(29 de septiembre, 2014).- Tras el paso del huracán Odile, habitantes de la comunidad de Santa Rosalía, Baja California Sur, denunciaron a la minera Metalúrgica del Boleo como responsable de las inundaciones que afectaron la zona.
La alerta se emitió ante Conagua un mes antes; en ese momento se explicó que la mina desvió los arroyos La Soledad, El Yeso y El Purgatorio a uno nuevo, llamado El Boleo. Hasta el momento la dependencia federal no ha respondido.
Originalmente, el cauce de los arroyos tenía sólo seis metros de ancho, en diciembre del año pasado llegó a 137 metros para recibir agua de los ríos que fueron reencauzados.
Según una fotografía obtenida del archivo del Instituto Nacional de Estadística y Geografía, tomada en 1993, los tres arroyos se miran en su sitio original, pero otras imágenes posteriores- del año 2000- con la instalación de la minera, los cauces se notan modificados.
El abogado Francisco Acosta mencionó: “tiene mes y medio que presentamos la denuncia y estamos esperando la visita de Conagua a dar fe de los cambios de los cauces, los cuales, desde mi punto de vista no tienen permiso, no hay permiso para hacer cambios”.

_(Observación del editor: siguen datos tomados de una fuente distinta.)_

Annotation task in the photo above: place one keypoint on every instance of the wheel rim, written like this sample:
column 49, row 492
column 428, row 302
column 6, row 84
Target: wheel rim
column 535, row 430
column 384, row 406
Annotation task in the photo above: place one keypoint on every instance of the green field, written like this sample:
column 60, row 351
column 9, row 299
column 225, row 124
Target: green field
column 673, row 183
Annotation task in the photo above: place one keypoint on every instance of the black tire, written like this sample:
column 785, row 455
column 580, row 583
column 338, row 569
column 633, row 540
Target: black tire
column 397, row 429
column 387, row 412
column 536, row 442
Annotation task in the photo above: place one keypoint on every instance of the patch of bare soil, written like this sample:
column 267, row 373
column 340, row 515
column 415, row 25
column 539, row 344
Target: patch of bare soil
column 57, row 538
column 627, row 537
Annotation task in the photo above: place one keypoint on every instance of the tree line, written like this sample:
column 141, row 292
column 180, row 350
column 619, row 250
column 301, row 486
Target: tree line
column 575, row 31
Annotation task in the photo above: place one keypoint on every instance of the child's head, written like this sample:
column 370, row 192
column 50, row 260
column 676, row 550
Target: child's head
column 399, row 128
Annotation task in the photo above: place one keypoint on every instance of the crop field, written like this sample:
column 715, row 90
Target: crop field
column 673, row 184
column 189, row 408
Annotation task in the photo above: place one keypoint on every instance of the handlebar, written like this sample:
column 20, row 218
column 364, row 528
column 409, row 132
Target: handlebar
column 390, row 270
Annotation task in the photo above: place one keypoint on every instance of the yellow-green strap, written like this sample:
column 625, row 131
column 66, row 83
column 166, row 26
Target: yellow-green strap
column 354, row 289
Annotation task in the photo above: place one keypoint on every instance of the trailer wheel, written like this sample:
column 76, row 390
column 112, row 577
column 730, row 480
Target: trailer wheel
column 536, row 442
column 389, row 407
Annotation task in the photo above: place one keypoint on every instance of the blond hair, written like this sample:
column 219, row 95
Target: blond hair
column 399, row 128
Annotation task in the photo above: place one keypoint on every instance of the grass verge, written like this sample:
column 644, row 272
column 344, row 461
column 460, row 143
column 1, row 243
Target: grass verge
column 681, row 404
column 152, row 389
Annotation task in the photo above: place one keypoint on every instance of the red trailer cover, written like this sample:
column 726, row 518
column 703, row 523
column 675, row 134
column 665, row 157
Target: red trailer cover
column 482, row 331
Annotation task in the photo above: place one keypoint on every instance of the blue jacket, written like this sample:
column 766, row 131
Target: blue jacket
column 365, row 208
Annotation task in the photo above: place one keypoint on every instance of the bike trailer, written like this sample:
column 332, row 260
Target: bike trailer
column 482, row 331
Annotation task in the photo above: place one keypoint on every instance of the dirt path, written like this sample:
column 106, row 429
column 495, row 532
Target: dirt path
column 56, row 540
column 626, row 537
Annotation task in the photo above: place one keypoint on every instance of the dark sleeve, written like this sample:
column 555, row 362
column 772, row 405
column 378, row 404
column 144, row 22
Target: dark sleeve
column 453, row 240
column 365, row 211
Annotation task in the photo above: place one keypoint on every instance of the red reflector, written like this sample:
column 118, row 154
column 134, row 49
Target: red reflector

Sin embargo, la minera se encuentra amparada desde agosto de 2012 bajo el argumento de que la administración municipal anterior le otorgó un criterio de no pago de licencia de construcción en diciembre de 2009, el cual fue revocado en julio de 2012 por el actual alcalde Guillermo Santillán.
La sala administrativa del Tribunal Superior de Justicia del estado resolvió que la minera debe pagar el pasado 11 de julio, por lo que fue clausurada, pero seis días después reanudó sus operaciones pese al daño que causa a la población.